The fellowship will operate using the 2012 version of North Carolina Yearly Meeting Faith and Practice, as printed, for reference and counsel.
Many “would be happy with a new Faith and Practice, for example,” Terrell wrote in an email, but “we have been told that for legal reasons we need to claim the old one as bylaws.”
The fellowship also determined at a meeting in April that it will focus on common ministries rather than theological nuances.
“We aren’t going to focus on what divides us but on what we can come together around,” Terrell wrote. “And one reason to state that up front is to make space for meetings that may not be theologically on the same page, but also don’t want other meetings to have the right to interfere in their life as a meeting.”

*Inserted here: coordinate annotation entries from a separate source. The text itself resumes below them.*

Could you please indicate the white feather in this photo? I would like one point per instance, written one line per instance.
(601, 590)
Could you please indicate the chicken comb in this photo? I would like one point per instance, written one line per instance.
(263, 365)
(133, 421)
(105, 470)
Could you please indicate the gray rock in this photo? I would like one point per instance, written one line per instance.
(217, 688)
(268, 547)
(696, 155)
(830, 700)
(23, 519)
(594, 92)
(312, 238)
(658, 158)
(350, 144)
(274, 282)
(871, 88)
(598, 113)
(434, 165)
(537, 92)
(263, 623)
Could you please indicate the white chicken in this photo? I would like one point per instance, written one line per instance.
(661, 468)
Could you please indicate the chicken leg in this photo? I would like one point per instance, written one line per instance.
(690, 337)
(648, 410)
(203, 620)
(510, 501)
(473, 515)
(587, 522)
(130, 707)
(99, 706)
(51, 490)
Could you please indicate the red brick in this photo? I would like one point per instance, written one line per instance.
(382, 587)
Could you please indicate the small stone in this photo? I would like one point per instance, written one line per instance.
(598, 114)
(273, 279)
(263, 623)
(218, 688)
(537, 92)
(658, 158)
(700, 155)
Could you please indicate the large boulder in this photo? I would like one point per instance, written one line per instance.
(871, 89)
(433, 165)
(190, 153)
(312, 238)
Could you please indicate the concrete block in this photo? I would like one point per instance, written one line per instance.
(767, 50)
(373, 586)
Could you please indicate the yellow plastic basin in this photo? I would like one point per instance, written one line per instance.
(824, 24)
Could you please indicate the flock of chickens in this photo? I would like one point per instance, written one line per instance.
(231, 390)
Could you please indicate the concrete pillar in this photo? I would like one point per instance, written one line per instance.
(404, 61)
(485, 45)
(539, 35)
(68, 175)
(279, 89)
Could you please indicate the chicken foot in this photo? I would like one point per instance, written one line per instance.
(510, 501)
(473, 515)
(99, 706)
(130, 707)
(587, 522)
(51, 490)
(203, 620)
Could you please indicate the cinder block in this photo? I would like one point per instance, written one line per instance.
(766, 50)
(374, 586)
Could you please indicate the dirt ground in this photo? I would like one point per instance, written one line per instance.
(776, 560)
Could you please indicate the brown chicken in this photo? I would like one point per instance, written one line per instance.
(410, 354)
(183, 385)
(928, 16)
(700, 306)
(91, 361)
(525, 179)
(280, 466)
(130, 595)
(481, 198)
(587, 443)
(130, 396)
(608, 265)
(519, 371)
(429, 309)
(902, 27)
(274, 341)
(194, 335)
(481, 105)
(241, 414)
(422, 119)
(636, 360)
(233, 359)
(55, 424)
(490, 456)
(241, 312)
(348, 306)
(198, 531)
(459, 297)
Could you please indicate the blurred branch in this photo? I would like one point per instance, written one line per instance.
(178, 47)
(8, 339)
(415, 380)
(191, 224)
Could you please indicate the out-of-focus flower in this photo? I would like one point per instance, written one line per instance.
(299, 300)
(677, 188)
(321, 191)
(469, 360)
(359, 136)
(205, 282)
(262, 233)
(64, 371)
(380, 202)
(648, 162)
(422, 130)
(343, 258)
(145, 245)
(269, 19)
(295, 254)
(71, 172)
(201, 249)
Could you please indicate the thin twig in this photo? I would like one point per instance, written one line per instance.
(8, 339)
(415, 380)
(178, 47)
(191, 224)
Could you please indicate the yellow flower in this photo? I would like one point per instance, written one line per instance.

“Getting through the divorce as well as possible,” is what Terrell identified as the group’s primary concern. The pressure to act and act quickly is partly financial: “The division of trust funds and assuring that Quaker Lake Camp will survive are key motivators for many.”
Terrell said that the Vision Committee she clerks “is starting from a different place. We agreed that the starting place is that there is one Christ Jesus who can speak to our condition, and he has come to teach his people himself. This is the basic organizing principle for Quaker faith and practice over the years as well as our congregation-based polity.”
Terrell suggested some questions or queries for all Friends everywhere who are concerned with the future health of our movement:
- Do we have the right to call ourselves Friends?
- Can we use this seeming tragedy to call us back to the essentials?
- Will we allow the Spirit to re-shape this Body of Christ?
Terrell also offered her “blessings on your journey as a body of faith!”
The next NCFF meeting is scheduled for May 20.